When a Type 2 Device (e.g., an accelerator) is working on data between the time-of-work submission to the Host and its subsequent completion, the Device bias mode is used to ensure that the Device can access its Device-attached memory directly without having to talk to the Host’s coherency engines. Thus, the Device is guaranteed that the Host does not have the line cached. This gives the best latency performance possible to the Device, making Device bias the main operating mode for work execution by the accelerator. The Host can still access Device-attached memory when it’s in Device bias mode, but the performance will not be optimal.
The Host bias mode prioritizes coherent access from the Host to the Device-attached memory. It is typically used during work submission when data is being written from the Host to the Device-attached memory, and it is used for work completion when the data is being ready out of the Device-attached memory by the Host. In Host bias mode, the Device-attached memory appears to the Device just like Host-attached memory, and if the Device requires access, it is handled by a request to the Host.

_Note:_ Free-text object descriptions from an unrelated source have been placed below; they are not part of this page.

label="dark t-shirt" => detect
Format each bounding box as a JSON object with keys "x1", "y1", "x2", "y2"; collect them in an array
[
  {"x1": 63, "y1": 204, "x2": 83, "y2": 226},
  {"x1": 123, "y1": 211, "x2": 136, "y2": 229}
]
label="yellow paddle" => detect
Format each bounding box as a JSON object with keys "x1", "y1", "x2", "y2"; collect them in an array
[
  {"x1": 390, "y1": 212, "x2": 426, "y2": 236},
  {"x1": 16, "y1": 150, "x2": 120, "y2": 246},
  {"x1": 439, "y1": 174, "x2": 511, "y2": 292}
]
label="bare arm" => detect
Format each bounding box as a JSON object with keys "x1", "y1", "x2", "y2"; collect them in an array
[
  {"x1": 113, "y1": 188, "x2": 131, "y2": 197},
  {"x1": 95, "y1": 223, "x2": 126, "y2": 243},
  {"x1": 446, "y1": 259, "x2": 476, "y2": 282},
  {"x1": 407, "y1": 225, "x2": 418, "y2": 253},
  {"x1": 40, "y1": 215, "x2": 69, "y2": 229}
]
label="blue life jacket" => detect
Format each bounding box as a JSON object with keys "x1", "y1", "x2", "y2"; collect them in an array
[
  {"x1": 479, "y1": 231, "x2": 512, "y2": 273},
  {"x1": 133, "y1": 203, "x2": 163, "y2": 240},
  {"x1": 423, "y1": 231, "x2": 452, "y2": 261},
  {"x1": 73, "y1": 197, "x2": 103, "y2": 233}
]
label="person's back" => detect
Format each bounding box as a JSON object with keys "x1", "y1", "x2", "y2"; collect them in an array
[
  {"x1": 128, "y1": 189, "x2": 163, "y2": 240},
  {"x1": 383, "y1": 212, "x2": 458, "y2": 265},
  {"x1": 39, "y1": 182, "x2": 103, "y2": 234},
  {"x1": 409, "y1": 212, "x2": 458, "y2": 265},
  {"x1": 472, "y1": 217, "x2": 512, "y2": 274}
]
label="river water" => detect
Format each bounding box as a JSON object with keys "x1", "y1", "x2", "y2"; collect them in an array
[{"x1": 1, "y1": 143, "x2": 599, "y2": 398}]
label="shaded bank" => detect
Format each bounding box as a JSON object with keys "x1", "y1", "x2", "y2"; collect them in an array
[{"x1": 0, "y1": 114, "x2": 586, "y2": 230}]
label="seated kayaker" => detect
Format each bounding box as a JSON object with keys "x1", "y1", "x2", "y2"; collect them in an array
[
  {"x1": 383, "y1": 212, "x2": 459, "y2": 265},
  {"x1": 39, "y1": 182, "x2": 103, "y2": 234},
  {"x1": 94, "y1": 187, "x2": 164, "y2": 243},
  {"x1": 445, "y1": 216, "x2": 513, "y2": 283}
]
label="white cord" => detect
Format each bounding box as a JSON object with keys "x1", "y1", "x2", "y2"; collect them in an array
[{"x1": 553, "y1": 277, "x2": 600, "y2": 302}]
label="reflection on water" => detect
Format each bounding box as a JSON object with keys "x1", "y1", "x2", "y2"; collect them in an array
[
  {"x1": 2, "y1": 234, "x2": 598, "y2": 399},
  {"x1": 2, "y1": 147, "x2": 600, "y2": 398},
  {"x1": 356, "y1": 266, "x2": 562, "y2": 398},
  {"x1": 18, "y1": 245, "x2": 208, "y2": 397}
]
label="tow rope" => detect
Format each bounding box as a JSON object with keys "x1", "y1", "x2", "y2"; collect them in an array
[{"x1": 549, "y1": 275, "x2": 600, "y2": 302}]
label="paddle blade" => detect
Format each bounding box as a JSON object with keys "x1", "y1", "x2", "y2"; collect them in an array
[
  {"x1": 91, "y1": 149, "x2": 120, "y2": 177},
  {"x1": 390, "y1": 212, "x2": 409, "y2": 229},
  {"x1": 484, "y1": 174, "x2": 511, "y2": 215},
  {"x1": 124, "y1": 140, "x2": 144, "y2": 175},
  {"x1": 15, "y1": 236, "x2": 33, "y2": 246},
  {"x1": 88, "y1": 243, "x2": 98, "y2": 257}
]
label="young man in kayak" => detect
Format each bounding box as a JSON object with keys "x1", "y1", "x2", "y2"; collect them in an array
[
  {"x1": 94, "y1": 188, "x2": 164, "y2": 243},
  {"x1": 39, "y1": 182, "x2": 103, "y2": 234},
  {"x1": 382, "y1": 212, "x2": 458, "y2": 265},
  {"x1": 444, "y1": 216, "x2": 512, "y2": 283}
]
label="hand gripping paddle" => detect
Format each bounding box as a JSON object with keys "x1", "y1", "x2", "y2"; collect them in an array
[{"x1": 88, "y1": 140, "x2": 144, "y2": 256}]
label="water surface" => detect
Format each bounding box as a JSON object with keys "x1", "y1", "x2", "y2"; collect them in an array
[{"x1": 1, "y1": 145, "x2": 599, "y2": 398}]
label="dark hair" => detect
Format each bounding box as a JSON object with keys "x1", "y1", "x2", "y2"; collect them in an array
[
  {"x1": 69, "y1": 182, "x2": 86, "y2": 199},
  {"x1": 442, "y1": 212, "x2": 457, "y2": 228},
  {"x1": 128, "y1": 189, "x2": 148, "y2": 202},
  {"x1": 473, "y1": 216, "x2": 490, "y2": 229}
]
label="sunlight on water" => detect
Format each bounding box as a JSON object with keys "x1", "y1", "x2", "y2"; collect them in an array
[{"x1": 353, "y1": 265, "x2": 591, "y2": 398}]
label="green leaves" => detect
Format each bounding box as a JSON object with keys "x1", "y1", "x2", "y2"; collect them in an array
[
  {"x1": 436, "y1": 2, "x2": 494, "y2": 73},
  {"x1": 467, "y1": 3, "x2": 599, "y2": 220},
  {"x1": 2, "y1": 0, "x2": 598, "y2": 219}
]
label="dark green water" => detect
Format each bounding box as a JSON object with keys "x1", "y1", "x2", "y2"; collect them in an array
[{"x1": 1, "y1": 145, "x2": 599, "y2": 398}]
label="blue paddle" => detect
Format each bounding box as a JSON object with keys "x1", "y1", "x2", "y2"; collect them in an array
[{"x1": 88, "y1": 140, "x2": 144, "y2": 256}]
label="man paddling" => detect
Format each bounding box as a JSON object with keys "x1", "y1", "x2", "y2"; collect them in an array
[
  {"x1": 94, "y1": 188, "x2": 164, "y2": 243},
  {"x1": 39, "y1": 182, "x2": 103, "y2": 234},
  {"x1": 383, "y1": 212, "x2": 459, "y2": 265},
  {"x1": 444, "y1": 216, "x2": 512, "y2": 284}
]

The bias mode can be controlled using either software or hardware via the two supported mode management mechanisms, which are software-assisted and hardware autonomous. An accelerator or other Type 2 Device can choose the bias mode, and if neither mode is selected, the system defaults to the Host bias mode such that all accesses to Device-attached memory must be routed through the Host. The bias mode can be changed with a granularity of a 4KB page and is tracked via a bias table implemented within the Type 2 Device.
An important feature of the CXL standard is that the coherency protocol is asymmetric. The Home caching agent resides only in the Host. Thus, the Host controls the caching of memory, which resolves system wide coherency for a given address from the attached CXL Device requests. This is in contrast to existing proprietary and open coherency protocols that are in use, particularly those for CPU-to-CPU connection, as they are generally symmetric, making all interconnected devices peers.
While this has some advantages, a symmetric cache coherency protocol is more complex, and the resulting complexity has to be handled by every Device. Devices with different architectures may take different approaches to coherency that are optimized at the micro-architecture level, which can make broad industry adoption more challenging. By using an asymmetric approach controlled by the Host, different CPUs and accelerators can easily become part of the emerging CXL ecosystem.